Authors:A. Zsolnai, R. Szántó-Egész, E. Ferencz-Elblinger, A. Dang Huu, A. Jánosi, E. Koppányné Szabó and I. Anton
We used an alternative approach, loop-mediated isothermal amplification, to detect Mangalitza component in food products, and it has been compared to an established Recombinase Polymerase Amplification test. The correlation between the assays was significant (P<0.01). Linear determination coefficient between the assays was 0.993 and level of diagnostic agreement was high (Kappa=0.971).
Previously, a real-time PCR method based on TaqMan probe was developed (Szántó-Egész et al., 2013) for detection of Mangalitza meat in food products, using a Mangalitza specific sequence.

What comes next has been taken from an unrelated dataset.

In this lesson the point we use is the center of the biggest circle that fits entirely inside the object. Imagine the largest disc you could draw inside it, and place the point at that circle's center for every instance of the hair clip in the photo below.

Other Mangalitza specific sequences suitable for the same purpose are also in use (V. Stéger, personal communication).
Approaches like real-time monitoring of accumulation of the specific DNA product usually require specialised laboratory equipment. For Mangalitza detection, portable Recombinase Polymerase Amplification (RPA) approach has been developed (Szántó-Egész et al., 2016), which requires a device capable of maintaining 39 °C and a lateral flow strip with easy yes/no indication of the successful amplification.
We wanted to develop another fast, non-PCR based test with minimal laboratory requirement to provide a third possibility to detect Mangalitza component in food.